Şöyle özetleyeyim ; filmin bir konusu yok, hikayesi, kurgusu bişeysi yok. Bana öyle geliyor ki bunca kült filme imza atmış isimler toplanmış hadi o zaman geyiğine de bir film çevirelim demişler ve 2 günde halletmişler. Çünkü gerçekten garip bir film olmuş. Komedi yapmaya çalışmışlar ama bir kaç yer dışında ben pek gülmedim. Beyza nın da dediği gibi belki de Coen kardeşler yapsaymış daha komik olabilirmiş. Her neyse bu kadar usta oyuncunun böyle saçma bir yapım için bir araya gelmiş olmasını garipsedim. Ayrıca ne kadar tecrübeli oyuncular da olsa rolün üzerinde sırıtmadığı tek adam Clooney olmuş hakketen büyük oyuncu. 4 ü için de birer 1.5 puan veriyorum ve 6 tam puana ulaşıyor. Alkışlıyoruz...

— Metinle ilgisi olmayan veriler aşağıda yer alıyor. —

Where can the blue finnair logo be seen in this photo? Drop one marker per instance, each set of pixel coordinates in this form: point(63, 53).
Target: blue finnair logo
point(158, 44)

ps: Gitmeyin sakın sinemasına evde izleyin verilmez bu filme para. Evet...

pss: Türkçeye de "özel kuvvetler" diye çevirmişler. Keçilere bakan adamlar ın nesini beğenmediler anlamam.

25 Mart 2010 Perşembe

Percy Jackson and the Olympians : Lightning Thief


Filmlerimize devam ediyoruz... Açıkçası bu film için fazla söyleyeceğim bir şey yok. Mitolojik öğelere biraz ilginiz varsa ve filmlerdeki mantıksız durumlara "amaaan film işte" diyebiliyorsanız yaklaşık iki saat boyunca eğlenebilirsiniz. Ama benim gibi bir kafa yapısına sahipseniz "yuh artık, ne kadar saçma " filan diye diye sonunu edersiniz filmin(Yeni Harry Potter dediler ama bunu ondan ayıran en büyük etken bu durum. fantastik ama harry de bu kadar saçmalamışlardı). Hayır mitolojik karakterlere ben de bayılırım ama koskoca Zeus "şimşeem çalındı sen mi çaldın" diye millete çıkışınca ben de garipsedim açıkçası. Dediğim gibi öylesine izlenecek bir film. Çok fazla mitolojik öğe,bilgi, karakter beklemeyin. Onun için Clash of the Titans ı bekliyorum. Puan verecek olursa 10 üzerinden 6 yı geçemez benim için. O 6 da Uma Thurman için ;)

23 Mart 2010 Salı

Cemre


İki gündür havanın maşallahı var İstanbulda. Bir güzel bir sıcak sormayın. Bendeki mallık alışkanlıktan her sabah çıkarken kalın montu giyip çıkıyorum sonra tabi pişman oluyorum. Herkes benim gibi mal değil tabi. Hele ki hanım arkadaşlarımız; kışın karın ortasında minicik etekler taylarla gezen insan dışı varlıklar bu havalarda onlardan da kurtuluyor bildiğin bir şey giymeyi unutmuşcasına vuruyor kendini dışarı. Cemrelerin ne durumda olduğunu bilmiyorum şu an için düştü mü düşmedi mi ama geçen dışarda arkadaş bu tiplerden birini görünce beni benden alan yorumu patlattı :"cemre çatala düştü adaşş".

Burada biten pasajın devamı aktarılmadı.